Antifa

Dresden kann auch anders

31. August 2015 - 12:09 Uhr

Für Samstag hatte das Bündnis „Dresden Nazifrei“ aus Anlass der Ereignisse von Heidenau eine Woche zuvor gemeinsam mit zahlreichen Gruppen zu einer bundesweiten Großdemonstration nach Dresden geladen. Trotz des juristischen Hickhacks im Vorfeld, bei dem das Landratsamt Sächsische Schweiz-Osterzgebirge zunächst sämtliche Veranstaltungen in Heidenau verboten hatte und ein Willkommensfest für die in der Stadt untergebrachten Asylsuchenden erst von einem Studenten über den Gerichtsweg erstritten werden musste, versammelten sich am frühen Nachmittag mehrere tausend vor allem junge Menschen und Familien vor dem Hauptbahnhof, um von dort bis zum Neustädter Bahnhof zu ziehen (Fotos 1 | 2 | 3).
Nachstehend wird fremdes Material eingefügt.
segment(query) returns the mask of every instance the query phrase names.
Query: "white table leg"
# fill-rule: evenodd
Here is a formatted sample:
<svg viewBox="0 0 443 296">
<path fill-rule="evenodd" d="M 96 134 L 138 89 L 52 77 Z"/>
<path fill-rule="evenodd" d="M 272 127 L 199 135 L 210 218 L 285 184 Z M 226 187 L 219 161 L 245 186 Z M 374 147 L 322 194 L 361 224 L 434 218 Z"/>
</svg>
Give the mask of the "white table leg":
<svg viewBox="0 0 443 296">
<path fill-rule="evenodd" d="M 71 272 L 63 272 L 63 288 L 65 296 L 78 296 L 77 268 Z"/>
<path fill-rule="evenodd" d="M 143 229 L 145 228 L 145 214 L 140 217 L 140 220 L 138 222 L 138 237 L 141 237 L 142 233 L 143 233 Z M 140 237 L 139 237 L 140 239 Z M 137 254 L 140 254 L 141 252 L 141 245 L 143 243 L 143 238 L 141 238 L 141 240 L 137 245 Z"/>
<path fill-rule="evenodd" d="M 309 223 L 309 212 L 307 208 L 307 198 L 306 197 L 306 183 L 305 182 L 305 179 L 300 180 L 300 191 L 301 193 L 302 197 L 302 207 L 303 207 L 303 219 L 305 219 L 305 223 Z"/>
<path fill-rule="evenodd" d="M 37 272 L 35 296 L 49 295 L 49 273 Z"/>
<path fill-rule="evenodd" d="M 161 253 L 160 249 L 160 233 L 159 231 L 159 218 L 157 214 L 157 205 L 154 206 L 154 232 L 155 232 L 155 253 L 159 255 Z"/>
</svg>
Die erfolgreiche Mobilisierung lag dabei nicht nur an vielen von außerhalb angereisten Menschen, sondern wie schon bei der Solidaritätsdemonstration nach den rechten Übergriffen auf der Bremer Straße auch an einer großen Zahl von Dresdnerinnen und Dresdnern. Anders als in der Vergangenheit hielt sich die Polizei an diesem Tag zurück und begleitete die Demonstration nur mit wenigen Kräften. Auch eine durch den Jenaer Stadtjugendpfarrer Lothar König angemeldete Spontandemonstration in Heidenau verlief im Anschluss nach Polizeiangaben nahezu störungsfrei (Fotos 1 | 2).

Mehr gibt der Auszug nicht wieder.